Later (a beverage, at the mall): I was feeling pretty pampered with my Panera breakfast (remember, this was BEFORE I had the numbers), so instead of my usual "mall pick me up" of 2 Mrs. Field's White Macadamia Nut cookie, I opted for, what I thought would be a relatively safe bet at Starbuck's, a Pumpkin Spice Latte, skinny. 290 calories! Imagine if I had ordered it with whole milk and grande-sized it. 480. Or Venti? 580. Five hundred and eighty calories for milk and a whiff of cinnamon. Lattes are like Moo Goo Ghai Pan, they don't stick to your ribs. I actually think they contain some type of chemical that makes you hungrier than the last Survivor contestant. So, here I was hovering around 1000 calories (although I didn't know it) and I still hadn't eaten a proper meal. Now, by "proper", I am referring to a meal like Mom used to serve, all from a can or box: cow (roasted to a second death, a starch (boxed mashed potatoes), a vegetable (Del Monte green beans) and some kind of chopped up Styrofoam in a sickening sweet syrup known as fruit cocktail containing a sliver of a maraschino cherry, over which us kids would fight for, until my dad put his Viceroy out in his plate and left the table in disgust. Oh, I forgot to include the stack of WonderBread slices (no heels) set on a Melmac plate. A real Martha Stewart Living magazine cover.
Late Lunch (again, at the mall): Pot Belly Italian sandwich on whole wheat, Diet Coke. No Sun Chips (although I wanted 'em), no banana malt (I wanted that too). Just a sandwich with an Italian vinaigrette. Took me all of four minutes to inhale it and I was still hungry when I got home ,UNTIL I tallied up my days count and lost my appetite. That scantily clad hoagie with capicolla as thin as loose leaf paper, cost me 448 calories.
Day 10, 3:56 p.m. Done for the day. No wonder I am overweight.
Note to self and you, stay on top of your calories, plan your day and if you know you will be eating out. google the restaurant's website first. Go prepared.

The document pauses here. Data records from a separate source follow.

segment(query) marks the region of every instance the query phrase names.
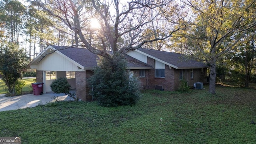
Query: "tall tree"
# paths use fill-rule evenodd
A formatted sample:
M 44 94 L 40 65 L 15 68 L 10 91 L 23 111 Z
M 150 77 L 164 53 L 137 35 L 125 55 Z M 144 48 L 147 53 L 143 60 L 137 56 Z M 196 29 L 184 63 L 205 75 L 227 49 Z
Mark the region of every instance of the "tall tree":
M 19 42 L 21 30 L 23 28 L 22 20 L 26 14 L 24 5 L 17 0 L 5 0 L 0 2 L 0 20 L 5 22 L 7 38 L 8 41 Z
M 2 56 L 0 57 L 0 72 L 2 80 L 11 94 L 15 94 L 16 82 L 22 78 L 23 72 L 28 64 L 28 59 L 24 49 L 19 48 L 14 42 L 8 43 L 4 48 Z
M 237 73 L 233 75 L 240 76 L 235 78 L 241 80 L 240 84 L 246 88 L 249 87 L 252 71 L 255 67 L 255 28 L 248 31 L 241 40 L 242 43 L 231 58 L 234 64 L 233 71 Z
M 34 0 L 32 2 L 61 20 L 77 34 L 80 46 L 94 54 L 108 57 L 109 53 L 106 52 L 107 48 L 113 52 L 124 54 L 129 50 L 139 48 L 146 43 L 164 40 L 170 36 L 173 32 L 185 28 L 185 22 L 182 16 L 180 16 L 176 18 L 175 23 L 169 22 L 176 24 L 176 27 L 166 30 L 166 32 L 157 35 L 155 38 L 144 40 L 145 38 L 141 34 L 147 26 L 154 23 L 158 16 L 165 12 L 163 8 L 166 8 L 165 6 L 172 1 L 137 0 L 121 2 L 112 0 L 102 3 L 95 0 L 77 0 L 75 2 L 72 0 L 46 0 L 43 3 Z M 85 13 L 86 14 L 82 14 Z M 99 29 L 93 30 L 88 27 L 92 16 L 100 23 L 101 27 Z M 90 42 L 86 38 L 90 37 L 86 36 L 89 34 L 97 38 L 96 42 Z M 101 48 L 96 47 L 94 45 L 95 43 L 97 46 L 100 44 Z
M 215 94 L 216 62 L 235 50 L 256 25 L 255 0 L 184 0 L 194 16 L 186 36 L 210 66 L 210 93 Z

*I do not recommend wearing headphones while walking or running outside. I am extremely cautious when I use them and only wear them during daylight hours. Often, I don't even turn the player on, but if I desperately need a motivational beat to hike it up a Mt. Everest-like hill, I'll turn them on low, so I can still hear the sounds of traffic and runners/bicyclist coming behind me on the sidewalk. I never walk/run in the street and am very aware of my surroundings at all times, as I would suspect that you are,too.